I'd accept the cut, but then leave at a time of my choosing - just to spite them.
Barclays Capital is forcing its IT contractors to choose between a 10 per cent pay cut or a quick exit from the company. The decision, presumably an alternative to cutting jobs as the bank negotiates the current financial crisis, has sparked outrage amongst contract staff, who have to signal their "acceptance" of the wage cut …
I'd accept the cut, but then leave at a time of my choosing - just to spite them.
Anyone want to bet on the number of insider dodgy goigns on going up in the next year and people suddenly put into the red on their monthly balance sheets try to stop the loss?
They can cut rates - but I bet the contractors will silently cut the amount of work they do, too.
I think "Dilbert" had something to say on the matter. When you cut people's pay they just goof around (surf the web, take long lunches, do less work) more to restore the balance.
Since it's the contractors and techy-permies who actually do the work, they're the last people you want to antagonise. How about reducing some of the higher-up headcount, who wouldn't be missed. It may even be that without them, the work gets done better, faster and happier.
If you're that good, then you walk.
If everyone did that, then they are left with the crap contractors, but paying them 10%, win win for everyone...
All they do is sit there reading The Reg. all day anyway, I'm sure BarCap can live without 'em.
Not me though, I'm busy sitting here working away. Ahem.
Anyway, where are they gonna go? The market is already dead, and the new FY budgets haven't materialised. It's 2003 all over again.
Steve "pro surfer contractor" Button.
This happened twice while I was working for a large blue american corporation outsourced to a large pharmaceutical company based in Cheshire.
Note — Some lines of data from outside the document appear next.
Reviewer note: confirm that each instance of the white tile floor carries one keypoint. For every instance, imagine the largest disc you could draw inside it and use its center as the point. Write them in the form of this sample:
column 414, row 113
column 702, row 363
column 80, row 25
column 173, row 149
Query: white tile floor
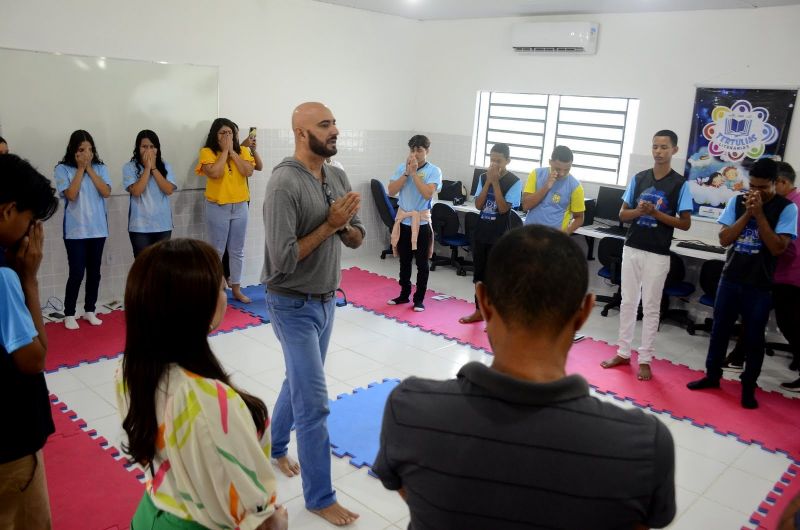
column 720, row 481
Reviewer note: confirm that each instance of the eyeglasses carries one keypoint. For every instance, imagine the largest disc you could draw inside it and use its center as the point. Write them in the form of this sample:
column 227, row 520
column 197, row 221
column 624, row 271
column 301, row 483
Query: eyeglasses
column 328, row 193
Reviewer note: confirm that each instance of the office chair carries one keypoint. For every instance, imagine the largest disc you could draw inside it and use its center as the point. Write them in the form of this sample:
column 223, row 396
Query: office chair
column 710, row 273
column 445, row 224
column 386, row 209
column 674, row 286
column 609, row 252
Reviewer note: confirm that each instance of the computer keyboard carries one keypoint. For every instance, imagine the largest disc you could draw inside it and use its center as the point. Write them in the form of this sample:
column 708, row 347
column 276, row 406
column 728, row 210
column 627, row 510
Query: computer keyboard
column 701, row 246
column 613, row 230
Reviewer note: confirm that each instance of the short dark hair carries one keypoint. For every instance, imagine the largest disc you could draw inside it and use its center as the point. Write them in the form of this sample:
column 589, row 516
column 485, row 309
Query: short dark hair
column 536, row 277
column 673, row 138
column 419, row 140
column 75, row 141
column 502, row 149
column 562, row 153
column 764, row 168
column 786, row 171
column 31, row 190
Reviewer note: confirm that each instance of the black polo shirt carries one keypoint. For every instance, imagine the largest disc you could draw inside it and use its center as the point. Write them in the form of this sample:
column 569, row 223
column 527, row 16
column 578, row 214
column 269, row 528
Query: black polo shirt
column 487, row 450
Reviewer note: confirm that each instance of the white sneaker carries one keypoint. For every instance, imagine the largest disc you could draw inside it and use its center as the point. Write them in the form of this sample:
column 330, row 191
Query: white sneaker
column 92, row 319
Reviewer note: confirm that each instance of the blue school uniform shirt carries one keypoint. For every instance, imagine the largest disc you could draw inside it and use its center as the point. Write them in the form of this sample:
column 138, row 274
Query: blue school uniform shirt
column 85, row 217
column 16, row 325
column 512, row 197
column 149, row 212
column 411, row 200
column 565, row 198
column 749, row 241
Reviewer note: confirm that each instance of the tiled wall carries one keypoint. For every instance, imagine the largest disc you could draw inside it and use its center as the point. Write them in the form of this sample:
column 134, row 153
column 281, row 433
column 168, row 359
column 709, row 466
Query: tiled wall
column 364, row 154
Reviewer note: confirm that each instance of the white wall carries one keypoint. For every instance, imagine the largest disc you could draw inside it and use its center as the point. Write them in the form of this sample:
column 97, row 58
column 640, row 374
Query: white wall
column 272, row 55
column 656, row 57
column 386, row 77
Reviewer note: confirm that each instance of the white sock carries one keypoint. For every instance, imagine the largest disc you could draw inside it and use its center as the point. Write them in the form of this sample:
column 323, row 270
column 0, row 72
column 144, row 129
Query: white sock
column 92, row 319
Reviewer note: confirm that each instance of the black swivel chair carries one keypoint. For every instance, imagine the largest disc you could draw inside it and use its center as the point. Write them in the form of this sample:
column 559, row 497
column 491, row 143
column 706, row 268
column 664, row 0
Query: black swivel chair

Everyone above a given rate was informed on a wednesday we were to take a pay cut by friday or we were "choosing" to terminate our contract.
Pretty much everybody took it because it was the worst part of the downturn but it was such a shitty way of doing it. It should be at the end of agreed contracts because that's a legitimate time to renegotiate rates etc not two weeks after some of us had signed new contracts.
Take the 10% hit. Become less productive and spend more time goofing off / working on side projects (the Dilbert method as Pete describes above).
Wait until working on something *absolutely* critical with exceptionally-tight timeframes.
Walk. With a big smile and a cheery wave.
...agencies are still ringing me for AIX work with large financial company in Cheshire.
I didn't go as they're just another bank with the same cluelessness as another major bank not far away.
Up your rate by 10% just to spite them.
Mine is the one with the new contract in the pocket. Ta.
I'd like to see them try this sort of thing with a unionised workforce. A UK Wide IT strike, now that would be something!!!
Paris becase she always gives 100%
I haven't got that notice....yet. Maybe I'm too sh*t hot. Or fired.
Flames, 'cause it's gonna hurt
Contractors moaning about a 10% pay cut?
You have a laughing?
The choice is easy -> Move on.
Quality staff do not have a problem finding well paid work.
If some place can't afford quality staff, that's their own problem.
They need to be careful though, as they'll get to keep the staff they can afford. :)
After all, Barclays must be running out of customers to screw over with piss-poor interest rates for Barclays Bank customers (0.5% for a savings account??!!), massively shortened payment periods for Barclaycard users, removal of 95% LTV mortages for new homeowners, addition of new fees for buy-to-let mortages and raising borrowing rates despite the Bank of England rates declining. Guess they're just having to find other ways to scrimp and scrape by with those scant £7billion profits.
.... that this has happened in the city.
Citibank did exactly the same 5/6 or so years ago and also made all contractors take 2 weeks holiday. Place was like a ghost town and then half the contractors didn't come back.
I got my agency to take the cut that time and reduce their percentage and leave my rate as it was - if I was at Barcap now I would try the same again.
Looks like it is going to be a long summer for some..
...cos the bank I work for is hiring, and we're having an impossible job finding anyone decent. :-\
10% cut or go and do something other than stand around scratching you head over servers shifting imaginary wealth around the globe.
Get a job out in the sunshine, make a change?
Kick in the teeth although most my friends contracting say there's plenty going around and I know some places have fired permenants instead of contractors (seems illogical but it comes down to quality against short term cost).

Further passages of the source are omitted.